Und das passt gut zur grundlegenden Kritik an diesem Buch: Es bewegt sich verlässlich im Rahmen des kapitalistischen Systems. Die Möglichkeit anderer Eigentumsverhältnisse in der Wirtschaft taucht nur einmal relativ weit hinten und geradezu verschämt auf. Die Frage nach einer Obergrenze für Reichtum sieht Julia Friedrichs letztlich vor allem als eine, die gesellschaftlich diskutiert werden muss. Immerhin. Und das Beharren darauf, dass Arbeit geringer besteuert werden muss, riecht letztlich auch verdächtig nach dem guten alten Leistungsprinzip, das nicht grundsätzlich in Frage gestellt wird. Friedrichs erklärt selbst, vom Kapitalismus überzeugt zu sein, sie kritisiert nicht die Ungleichheit oder Ungerechtigkeit an sich, sondern nur deren Ausmaß. Wenn – wie in den 1980ern – ein Dax-Vorstand 14-mal so viel verdient wie ein*e durchschnittliche*r Arbeiter*in in seinem Betrieb, dann ist das schon okay; nur dass er mittlerweile 100-mal so viel bekommt, das ist ein Problem. Gleichzeitig muss mensch der Autorin zugutehalten, dass sie mit dieser Haltung tatsächlich in die berühmte Mitte der Gesellschaft vordringt. Ihre Bücher werden relativ breit rezipiert. Bei einem Thema, das immer noch im gesellschaftlichen Diskurs so unterbelichtet ist wie dieses, ist das kein kleines Verdienst. Mit knallharter Kapitalismuskritik würde ihr das wohl nicht gelingen. Das belegen auch die Besprechungen des Buches. Die sind insgesamt wirklich zum Heulen: Friedrichs muss sich zum Beispiel fragen lassen, ob sie denn nun Enteignungen wolle. Ob sie nicht nur eine Neiddebatte anzettle. Immerhin diesen Vorwurf hat sie bis in SZ und FAZ hinein zu entkräften vermocht, und das ist keine Kleinigkeit.

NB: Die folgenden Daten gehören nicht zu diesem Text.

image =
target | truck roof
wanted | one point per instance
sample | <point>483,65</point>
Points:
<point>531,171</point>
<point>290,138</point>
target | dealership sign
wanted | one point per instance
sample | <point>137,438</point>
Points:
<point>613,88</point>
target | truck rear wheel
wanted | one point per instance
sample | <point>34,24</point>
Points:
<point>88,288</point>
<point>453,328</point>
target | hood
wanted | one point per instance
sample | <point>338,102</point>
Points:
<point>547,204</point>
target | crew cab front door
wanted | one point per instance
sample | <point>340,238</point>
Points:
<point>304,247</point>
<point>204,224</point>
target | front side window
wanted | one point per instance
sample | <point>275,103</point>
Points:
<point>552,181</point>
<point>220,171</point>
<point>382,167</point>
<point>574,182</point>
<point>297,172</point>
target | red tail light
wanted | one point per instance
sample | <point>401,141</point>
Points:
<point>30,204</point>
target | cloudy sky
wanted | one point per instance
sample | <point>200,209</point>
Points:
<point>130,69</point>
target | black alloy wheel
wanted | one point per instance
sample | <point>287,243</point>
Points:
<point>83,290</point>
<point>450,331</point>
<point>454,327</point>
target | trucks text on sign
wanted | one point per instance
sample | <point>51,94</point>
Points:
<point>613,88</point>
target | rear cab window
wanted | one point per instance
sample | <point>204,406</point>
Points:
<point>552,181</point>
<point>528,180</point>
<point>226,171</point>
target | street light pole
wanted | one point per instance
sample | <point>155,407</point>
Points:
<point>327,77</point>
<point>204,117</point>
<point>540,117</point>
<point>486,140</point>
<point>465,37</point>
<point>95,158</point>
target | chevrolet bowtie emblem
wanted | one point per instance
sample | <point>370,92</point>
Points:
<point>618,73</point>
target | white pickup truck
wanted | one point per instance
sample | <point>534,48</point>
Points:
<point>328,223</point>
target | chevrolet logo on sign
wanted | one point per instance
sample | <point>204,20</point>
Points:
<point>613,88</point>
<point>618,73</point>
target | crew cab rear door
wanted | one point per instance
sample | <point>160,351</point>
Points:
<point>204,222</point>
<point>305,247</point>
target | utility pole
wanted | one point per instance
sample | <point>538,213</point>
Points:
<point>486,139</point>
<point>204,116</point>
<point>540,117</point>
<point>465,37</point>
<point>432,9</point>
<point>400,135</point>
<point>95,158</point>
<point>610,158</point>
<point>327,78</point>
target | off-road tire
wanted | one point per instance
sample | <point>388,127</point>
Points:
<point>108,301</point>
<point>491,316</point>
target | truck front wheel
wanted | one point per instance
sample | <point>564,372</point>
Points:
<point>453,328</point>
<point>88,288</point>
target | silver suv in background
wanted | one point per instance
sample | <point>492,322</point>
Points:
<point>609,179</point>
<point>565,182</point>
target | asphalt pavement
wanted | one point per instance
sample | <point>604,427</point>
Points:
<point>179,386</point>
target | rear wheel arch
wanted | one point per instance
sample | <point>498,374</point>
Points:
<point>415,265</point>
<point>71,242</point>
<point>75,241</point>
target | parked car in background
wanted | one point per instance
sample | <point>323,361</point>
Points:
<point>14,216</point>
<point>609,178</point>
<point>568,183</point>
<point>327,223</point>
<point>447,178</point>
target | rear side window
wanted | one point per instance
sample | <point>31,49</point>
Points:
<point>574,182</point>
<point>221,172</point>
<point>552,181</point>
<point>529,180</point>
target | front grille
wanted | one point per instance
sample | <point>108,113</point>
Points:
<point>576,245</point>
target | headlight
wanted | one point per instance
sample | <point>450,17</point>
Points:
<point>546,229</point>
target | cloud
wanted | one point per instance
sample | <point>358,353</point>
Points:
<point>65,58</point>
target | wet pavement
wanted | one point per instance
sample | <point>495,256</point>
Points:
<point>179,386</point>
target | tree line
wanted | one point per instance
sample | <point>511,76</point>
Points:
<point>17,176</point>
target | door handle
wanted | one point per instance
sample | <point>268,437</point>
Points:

In diesen Besprechungen zeigt sich ganz gut, wie mächtig „die Superreichen“ eben tatsächlich sind und wie sehr die Diskurse in Schieflage geraten sind. Vermutlich hat jede*r in diesem Land schon von Bürgergeldempfänger*innen gehört, die angeblich nicht arbeiten wollen und denen deshalb die Leistungen gekürzt werden sollen; fordert eine*r aber eine gerechtere Besteuerung großer Vermögen, wird reflexartig das Gespenst der Enteignung beschworen. Wer sich schon länger mit den Themen Ungleichheit und Ungerechtigkeit beschäftigt, wird hier nicht viel Neues erfahren, und die Weigerung, das System in Frage zu stellen, kann beim Lesen erheblich frustrieren. Aber es liest sich gut und vermutlich ist vielen Menschen für den Moment mehr als genug damit zugemutet. Gerade angesichts meritokratischer und sozialchauvinistischer Diskurse braucht es solche Bücher, die vorhandenes Wissen zusammentragen, bündeln und in eine Argumentation bringen, die bürgerliche Milieus überzeugen kann. Ein Buch, das man gut verschenken kann – ein bisschen mehr Systemkritik und Aufzeigen von tatsächlichen Alternativen wäre dennoch schön gewesen.

Julia Friedrichs 2024:
Crazy Rich. Die geheime Welt der Superreichen.
Piper Verlag, Köln.
ISBN: 978-3-8270-1512-9.
384 Seiten. 24,00 Euro.
Zitathinweis: Andrea Wierich: Das bisschen Reichtum…. Erschienen in: Erbe(n). 75/ 2025. URL: https://kritisch-lesen.de/s/yQSan. Abgerufen am: 29. 04. 2025 20:37.

Zum Buch
Julia Friedrichs 2024:
Crazy Rich. Die geheime Welt der Superreichen.
Piper Verlag, Köln.
ISBN: 978-3-8270-1512-9.
384 Seiten. 24,00 Euro.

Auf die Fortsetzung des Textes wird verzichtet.